本日は、質問の機会をいただきまして、ありがとうございます。
まず、前回の入管法改正時を振り返りますと、そのとき、たしかポイントは、深刻な人手不足があって、その人手不足を解消するための外国人労働者の特定技能の創設、これがポイントだったと捉えております。
当時、自民党内の会議におきましてもいろいろな議論が行われておりまして、私自身も常に参加をさせていただきまして、外国人労働者の方のオーバーステイですとかあるいは逃亡などの様々な問題につきまして毎回意見を述べさせていただいておりましたが、今回、入管法に違反をした外国人の長期収容に関する問題に関連して提出されました入管法の改正案につきまして、できるだけ提案する形で、政府とやり取りをさせていただきたいと思います。
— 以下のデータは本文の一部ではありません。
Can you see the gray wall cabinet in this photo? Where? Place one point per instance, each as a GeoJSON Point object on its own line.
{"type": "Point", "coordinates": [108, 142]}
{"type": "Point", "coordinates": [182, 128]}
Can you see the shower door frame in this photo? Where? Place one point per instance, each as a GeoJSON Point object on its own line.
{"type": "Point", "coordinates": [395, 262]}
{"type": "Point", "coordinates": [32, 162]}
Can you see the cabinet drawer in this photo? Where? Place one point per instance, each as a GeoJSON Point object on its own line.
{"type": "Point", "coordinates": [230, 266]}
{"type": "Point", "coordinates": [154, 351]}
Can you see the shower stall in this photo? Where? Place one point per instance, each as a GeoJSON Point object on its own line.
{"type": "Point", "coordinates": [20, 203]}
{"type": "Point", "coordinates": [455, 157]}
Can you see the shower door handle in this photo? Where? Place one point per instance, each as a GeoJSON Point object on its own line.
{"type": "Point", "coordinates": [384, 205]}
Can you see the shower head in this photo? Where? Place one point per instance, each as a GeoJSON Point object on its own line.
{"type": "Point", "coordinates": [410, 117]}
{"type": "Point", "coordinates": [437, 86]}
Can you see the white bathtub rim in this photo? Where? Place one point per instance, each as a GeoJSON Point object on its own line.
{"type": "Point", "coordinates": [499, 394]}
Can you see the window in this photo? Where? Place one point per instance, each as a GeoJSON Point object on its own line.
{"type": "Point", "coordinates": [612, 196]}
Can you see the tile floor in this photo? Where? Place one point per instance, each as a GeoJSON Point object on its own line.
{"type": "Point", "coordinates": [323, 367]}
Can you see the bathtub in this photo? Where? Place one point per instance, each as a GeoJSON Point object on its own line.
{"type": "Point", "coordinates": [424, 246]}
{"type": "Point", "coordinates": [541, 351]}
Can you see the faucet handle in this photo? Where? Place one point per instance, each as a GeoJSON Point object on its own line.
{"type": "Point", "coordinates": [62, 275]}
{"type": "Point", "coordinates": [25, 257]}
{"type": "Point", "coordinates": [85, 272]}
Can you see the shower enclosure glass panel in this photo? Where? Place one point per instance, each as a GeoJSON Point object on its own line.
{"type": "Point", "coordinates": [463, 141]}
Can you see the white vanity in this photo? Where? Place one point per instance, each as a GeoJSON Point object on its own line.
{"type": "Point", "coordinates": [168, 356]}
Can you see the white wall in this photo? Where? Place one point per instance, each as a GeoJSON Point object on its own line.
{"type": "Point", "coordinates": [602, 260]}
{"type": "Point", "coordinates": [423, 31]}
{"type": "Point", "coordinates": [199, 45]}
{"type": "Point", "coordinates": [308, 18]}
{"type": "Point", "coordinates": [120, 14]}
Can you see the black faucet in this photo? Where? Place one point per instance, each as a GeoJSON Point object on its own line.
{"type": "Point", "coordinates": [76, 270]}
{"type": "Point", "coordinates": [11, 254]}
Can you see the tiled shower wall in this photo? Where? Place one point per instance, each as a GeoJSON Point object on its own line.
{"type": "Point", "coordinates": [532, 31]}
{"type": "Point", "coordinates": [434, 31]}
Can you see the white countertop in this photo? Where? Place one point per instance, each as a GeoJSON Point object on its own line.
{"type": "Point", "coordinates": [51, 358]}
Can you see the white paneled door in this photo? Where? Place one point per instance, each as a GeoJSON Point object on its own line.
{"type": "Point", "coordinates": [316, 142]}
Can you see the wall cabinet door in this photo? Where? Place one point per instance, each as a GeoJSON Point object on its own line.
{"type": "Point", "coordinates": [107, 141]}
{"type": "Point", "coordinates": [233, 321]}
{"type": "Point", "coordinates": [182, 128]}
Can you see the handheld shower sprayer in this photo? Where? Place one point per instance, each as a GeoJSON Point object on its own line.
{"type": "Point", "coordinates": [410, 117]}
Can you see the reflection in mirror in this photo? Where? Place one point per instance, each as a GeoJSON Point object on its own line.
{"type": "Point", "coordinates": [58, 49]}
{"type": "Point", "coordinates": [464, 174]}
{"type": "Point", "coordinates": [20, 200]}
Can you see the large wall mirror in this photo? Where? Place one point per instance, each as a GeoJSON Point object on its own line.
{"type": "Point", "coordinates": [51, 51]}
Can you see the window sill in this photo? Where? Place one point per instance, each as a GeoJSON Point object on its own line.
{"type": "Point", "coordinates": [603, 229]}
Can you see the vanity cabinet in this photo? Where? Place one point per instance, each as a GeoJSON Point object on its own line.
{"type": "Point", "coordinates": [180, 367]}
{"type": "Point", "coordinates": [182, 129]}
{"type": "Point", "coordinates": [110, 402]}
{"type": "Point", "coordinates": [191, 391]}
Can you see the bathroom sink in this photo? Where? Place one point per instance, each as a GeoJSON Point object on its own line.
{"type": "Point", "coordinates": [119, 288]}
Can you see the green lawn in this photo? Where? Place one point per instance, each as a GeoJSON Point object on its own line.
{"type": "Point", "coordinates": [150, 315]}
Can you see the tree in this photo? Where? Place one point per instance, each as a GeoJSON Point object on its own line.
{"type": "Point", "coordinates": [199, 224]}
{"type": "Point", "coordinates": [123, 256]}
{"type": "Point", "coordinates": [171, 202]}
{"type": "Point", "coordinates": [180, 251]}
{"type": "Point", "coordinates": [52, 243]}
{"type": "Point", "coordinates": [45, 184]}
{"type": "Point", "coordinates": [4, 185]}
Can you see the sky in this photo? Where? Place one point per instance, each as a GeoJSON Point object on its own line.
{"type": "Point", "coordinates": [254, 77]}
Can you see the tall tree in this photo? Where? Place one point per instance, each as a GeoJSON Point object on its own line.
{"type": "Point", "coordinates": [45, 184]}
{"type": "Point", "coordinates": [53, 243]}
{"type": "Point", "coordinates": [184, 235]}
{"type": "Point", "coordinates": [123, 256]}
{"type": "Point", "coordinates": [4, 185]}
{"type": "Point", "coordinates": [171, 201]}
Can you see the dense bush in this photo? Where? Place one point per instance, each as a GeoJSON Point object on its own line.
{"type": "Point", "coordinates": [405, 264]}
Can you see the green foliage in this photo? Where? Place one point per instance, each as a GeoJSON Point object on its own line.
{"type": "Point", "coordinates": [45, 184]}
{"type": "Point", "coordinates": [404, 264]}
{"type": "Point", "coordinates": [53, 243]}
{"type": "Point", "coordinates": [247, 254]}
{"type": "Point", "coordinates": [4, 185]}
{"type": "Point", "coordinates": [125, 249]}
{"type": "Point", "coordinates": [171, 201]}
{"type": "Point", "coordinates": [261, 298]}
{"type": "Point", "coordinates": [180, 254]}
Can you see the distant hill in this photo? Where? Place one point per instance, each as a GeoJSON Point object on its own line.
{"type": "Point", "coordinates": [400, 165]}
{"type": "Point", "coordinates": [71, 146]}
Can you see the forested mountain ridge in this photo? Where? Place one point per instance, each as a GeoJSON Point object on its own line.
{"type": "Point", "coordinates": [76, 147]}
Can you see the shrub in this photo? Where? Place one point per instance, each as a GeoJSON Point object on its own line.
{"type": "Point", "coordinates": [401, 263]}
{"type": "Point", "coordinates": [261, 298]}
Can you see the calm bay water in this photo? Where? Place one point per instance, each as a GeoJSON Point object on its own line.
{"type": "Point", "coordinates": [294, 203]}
最近、入管法が何度も改正されていますけれども、その最近の経緯を追っていきますと、二〇一四年改正時には高度専門職が創設された。二〇一六年改正時には偽装滞在対策の強化、そして二〇一八年改正時は今申し上げたとおり特定技能の創設、そして今回と至っているわけでございますけれども、通して見たときに、これは私の個人的な所感でもあるんですけれども、経済成長のために高度人材が必要になったり、あるいはその結果として人手不足になったりすると出入国管理政策が緩む、緩める。一方で、偽装滞在等の問題が大きくクローズアップされ出すとそれを逆に締める、そういうことを繰り返しているように私には映ってしまうところがあるんです。
そうすると、私は、外国人の受入れ政策というのは我が国の国柄に関わる重要な問題であるというふうに捉えておりまして、本来であれば、私たち、立法府に所属する国民の代表たる私たち議員が、かんかんがくがくと議論をして、この国が本当にどうあるべきなのか、そういうことを議論した上で、国民の皆様にその姿をお示しした上で、じゃ、外国人の受入れ政策って個々にどうすべきなのかね、制度ってどうすべきなのかねということを議論するのが本来の筋だというふうに私自身は思っているんです。
ただ、しかしながら、前回の例えば特定技能制度の導入時などを振り返りますと、中身は私も賛成はしているのであれなんですけれども、プロセス論ですね、プロセス論としまして、そうした議論が若干乏しいまま制度改正に突き進んだという印象が私にはあって、若干場当たり的な感じも否めなかったというふうには個人的に感じる部分があったんです。
そこで、上川大臣に伺いたいんですけれども、よく共生社会と言われます。受け入れた外国人と共生するということは当然のことだと思うんですけれども、そもそも、大臣は、中長期的に我が国はどういう姿を目指していくのか、どのように考えていらっしゃるのか、その点について見解を教えていただきたいと思います。